# Gingerbread dough won't bind



## mummaof2 (Dec 27, 2015)

Hi,

I've found a recipe online and made gingerbread men twice now. It has tasted yummy so no complaints in that department but the tough doesn't seem to bind together very well and so there were lines in my cookies where pieces had separated and I'd tried to make them stick back together. It did work to a degree but i'm sure the dough should be smoother than what it is.

This is the link to the recipe I have made. http://www.taste.com.au/recipes/38194/the+best+gingerbread

Any tips on how to improve the dough?


----------



## z~bestus (Dec 13, 2005)

MUMMAOF2:

  Good evening. I read your post with much interest. I am sorry of your baking disappointment.

I must be truthful now...I am speculatating posting this idea to you. You see for the amount of flour, approx (11,oz) I believe 1, teas of baking soda is quite a bit. Soda is 4X the strength of baking powder,just to give you an idea. If you like consider the next time you bake this recipe again cut the soda to 3/4 tsp.

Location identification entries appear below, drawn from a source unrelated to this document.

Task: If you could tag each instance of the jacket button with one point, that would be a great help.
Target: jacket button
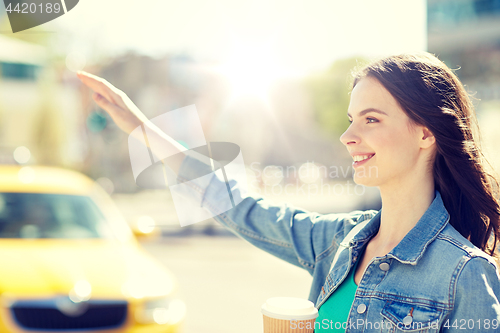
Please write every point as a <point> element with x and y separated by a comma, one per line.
<point>384,266</point>
<point>361,308</point>
<point>407,320</point>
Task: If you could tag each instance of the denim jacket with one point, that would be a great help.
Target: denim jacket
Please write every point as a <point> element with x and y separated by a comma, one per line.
<point>434,280</point>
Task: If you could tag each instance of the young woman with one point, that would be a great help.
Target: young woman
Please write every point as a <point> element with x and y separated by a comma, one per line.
<point>423,263</point>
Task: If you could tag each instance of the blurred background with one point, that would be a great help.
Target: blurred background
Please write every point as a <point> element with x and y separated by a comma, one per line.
<point>270,76</point>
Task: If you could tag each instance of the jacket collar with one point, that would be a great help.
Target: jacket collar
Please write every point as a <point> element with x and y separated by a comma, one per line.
<point>413,245</point>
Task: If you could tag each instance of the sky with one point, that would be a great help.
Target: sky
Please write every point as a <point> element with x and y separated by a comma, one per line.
<point>300,36</point>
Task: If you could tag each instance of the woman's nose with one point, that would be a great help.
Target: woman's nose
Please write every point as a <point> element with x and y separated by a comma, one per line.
<point>349,136</point>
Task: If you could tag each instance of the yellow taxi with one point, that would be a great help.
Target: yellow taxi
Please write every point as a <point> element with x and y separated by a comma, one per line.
<point>69,261</point>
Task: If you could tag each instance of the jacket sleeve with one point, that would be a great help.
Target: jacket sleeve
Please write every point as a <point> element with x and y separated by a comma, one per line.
<point>290,233</point>
<point>476,300</point>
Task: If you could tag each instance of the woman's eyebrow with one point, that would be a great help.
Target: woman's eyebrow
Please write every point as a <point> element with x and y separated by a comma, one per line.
<point>362,113</point>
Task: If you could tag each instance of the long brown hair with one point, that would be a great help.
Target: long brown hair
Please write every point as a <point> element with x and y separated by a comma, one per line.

Good luck in your next bake & Happy holidays to you as well.

.

  Z~BESTUS.


----------



## flipflopgirl (Jun 27, 2012)

I wish I had a pix of your cookies as I think I know why you are getting these "lines".

The flour needs to be completely incorporated into the wet dough and then left to absorb (rest for an hour or so) or you can get bits that are completely encased in the dry flour (almost flaking away) and will stand out from the rest when rolling out.

I see this a lot when I am trying to get the last of the cookies from scraps.

So just knead a bit more than you think you should....until the dough is (in the case of gingerbread cookies) a brown color throughout.

I am not a huge fan of advising a home cook to tweak leavenings.

Most times they just end up chasing it all over the place and with ingredients being so expensive it is just not worth it.

If you are still having problems I will gladly share my Gma Van's recipe with you.

It is one of the few I never altered for mass production... makes a couple dozen depending on what size cutter you are using.

mimi


----------